The shop itself is a study in style: from the busy street, three narrow, two‑storey‑high windows display mannequins in not‑so‑business‑like suits, and the moment you step inside, you’re transported to Savile Row in London.
All along the wall, a few hundred suits hang, arranged by colour.
On the floor are racks of Italian cardigans, vintage wooden glass cases with accessories, metres of shelves displaying cufflinks, suspenders, stockings and underwear as well as racks of self-tie bow ties and fashionable scarves.
Right in the middle are two slightly worn, brown leather armchairs with wings, a couple of small tables and a matching sofa on top of an old rug. The shop extends from the ground floor up to the first, where a spiral staircase, in the same well-worn style as the furniture, leads to a gallery spanning the entire shop. And up here: more suits. A chandelier hangs from the ceiling – right next to a bicycle.
In short, a place of business mixing the style, atmosphere and charm that an above-average menswear shop should have.
“Terribly impractical”
But why do the pen-pushers appear to prefer dark suits with blue or white shirts when there are so many beautiful and exquisite clothes to wear?
“I think we need to go back to the time of uniforms. Not to explain the blue, but to explain the white. That's where it started. The finest shirts were white, and that whole world laid the groundwork for what we see today," he says.
The colour blue has since become a kind of compromise between the formal and the practical – or at least what is thought to be practical. Because actually, the blue shirt is a pretty bad choice to wear for work.
David Krarup fetches a glass of water, picks up four shirts – one white and three in different shades of blue – and places them on a small table.
“A blue shirt is terribly impractical. The tiniest drop shows. I don't call it water, I call it heat. "If you give a presentation in a blue shirt, it'll quickly show," he says, dipping his fingers into the water and letting a drop fall onto each of the shirts.

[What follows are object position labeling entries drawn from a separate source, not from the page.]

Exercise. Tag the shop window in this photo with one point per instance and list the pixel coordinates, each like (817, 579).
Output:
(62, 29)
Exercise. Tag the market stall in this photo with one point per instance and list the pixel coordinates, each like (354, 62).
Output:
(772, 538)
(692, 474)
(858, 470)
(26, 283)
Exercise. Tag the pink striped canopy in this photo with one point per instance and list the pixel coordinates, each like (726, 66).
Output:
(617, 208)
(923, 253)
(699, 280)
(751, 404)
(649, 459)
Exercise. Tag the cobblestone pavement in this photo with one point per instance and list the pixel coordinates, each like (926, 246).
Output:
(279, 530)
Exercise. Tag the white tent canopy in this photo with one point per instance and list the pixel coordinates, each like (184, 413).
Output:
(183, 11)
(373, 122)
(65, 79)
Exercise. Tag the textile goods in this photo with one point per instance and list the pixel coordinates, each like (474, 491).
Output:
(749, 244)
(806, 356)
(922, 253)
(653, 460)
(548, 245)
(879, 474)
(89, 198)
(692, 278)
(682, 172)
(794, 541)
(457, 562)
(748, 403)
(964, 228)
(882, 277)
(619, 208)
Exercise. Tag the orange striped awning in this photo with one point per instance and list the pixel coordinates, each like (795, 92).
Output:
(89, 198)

The effect is striking: On the blue shirts, the water is extremely visible; on the white one not so much. Yet the colour blue has been fully embraced by the business environment. One explanation may be found in Denmark's history as a trading and maritime nation.
"Shipping companies were big business in the old days. People talk about blue waves and the blue Denmark, so maybe that's where the colour has slipped in," explains David Krarup.
Conservative Danish men
The blue shirt rarely works alone. It is almost always part of a suit, tie and smart shoes. A uniform signalling professionalism, but also conformity. Krarup's customers often describe their style as "conservative", even though they are more modern in other areas.

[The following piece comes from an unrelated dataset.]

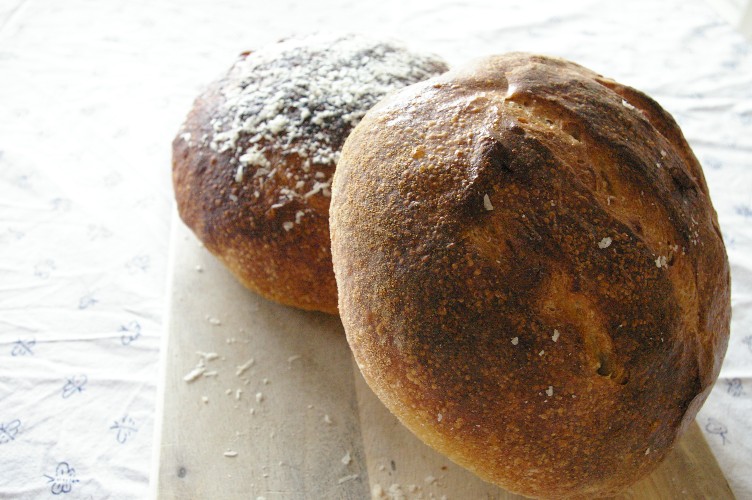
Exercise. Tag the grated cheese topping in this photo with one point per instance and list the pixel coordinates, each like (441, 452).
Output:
(300, 98)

"I hear it all the time from people in the financial sector, and a 'conservative style in clothing' is in Denmark often interpreted as plain coloured. But that's a misunderstanding, because 'conservative' in the British sense is something completely different. It involves stripes, wide ties and plenty of colour. "The higher you advance in the financial sector in London, the more stripes you wear," he says, wondering why the development in Denmark has moved in the opposite direction.
Throughout our nearly two-hour visit to the shop, he regularly shows alternative combinations of shirts and ties – and he even changes from his own checked suit and waistcoat to a blue one in the middle of the shop to show the possibilities.

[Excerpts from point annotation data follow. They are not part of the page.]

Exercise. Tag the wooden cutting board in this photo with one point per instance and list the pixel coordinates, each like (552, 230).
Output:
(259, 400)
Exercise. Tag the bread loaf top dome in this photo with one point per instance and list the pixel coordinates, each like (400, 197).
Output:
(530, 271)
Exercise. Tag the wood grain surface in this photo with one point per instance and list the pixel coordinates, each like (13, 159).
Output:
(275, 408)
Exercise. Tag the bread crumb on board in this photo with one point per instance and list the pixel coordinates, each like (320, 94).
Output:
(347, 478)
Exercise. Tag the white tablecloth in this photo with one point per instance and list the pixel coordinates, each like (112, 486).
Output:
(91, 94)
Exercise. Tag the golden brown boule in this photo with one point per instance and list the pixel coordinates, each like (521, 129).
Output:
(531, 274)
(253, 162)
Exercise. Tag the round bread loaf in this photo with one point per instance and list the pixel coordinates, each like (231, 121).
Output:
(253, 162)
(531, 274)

"We’ve become a curiously colourless country; that development has completely passed us by," he remarks dryly.
When film and finance meet
Krarup explains that pop culture has also left its mark on the business shirt. A classic example is the so-called Wall Street shirt with stripes and a white collar – inspired by the financial world in films.
“That's the Gordon Gekko shirt,” Krarup says with a laugh, referring to the main character in the film Wall Street, where Michael Douglas plays the extremely greedy stockbroker Gordon Gekko who is often wearing a shirt with blue stripes and a white collar.
"It's the cynical face of the financial sector," says David Krarup and laughs as he brings up another film reference:
"It's a bit like American Psycho." If you find yourself with a finance professional who wears a white collar and starts talking about Whitney Houston, I'd probably leave the flat immediately."
The conservative Danish wardrobe
He circles back to the dull clothing of Danish men, because while many international business professionals use clothing to show status and personality, Danish men are far more conservative, according to Krarup.
"The Swedes are better at it, the Dutch are better at it, but we have, in fact, stagnated. It doesn't mean that Danish business professionals lack style – it just means that they rarely use it. If I worked in the financial sector, I wouldn't be the least bit apprehensive about wearing a shirt with a little colour," he says.
At Herrernes Magasin, that philosophy is part of the business. Krarup wants to "show men the potential and not just the blue, plain coloured and conservative", but in the real world he knows that the dark suit and blue shirt uniform is unlikely to disappear anytime soon.
"The suit and blue shirt still have a function; they signal a sense of belonging. But we do see the stripes making a comeback, so perhaps this particular variation will break with the Danish business uniform. Because even in the world of finance, there's room for more than just another blue shirt," indicates David Krarup.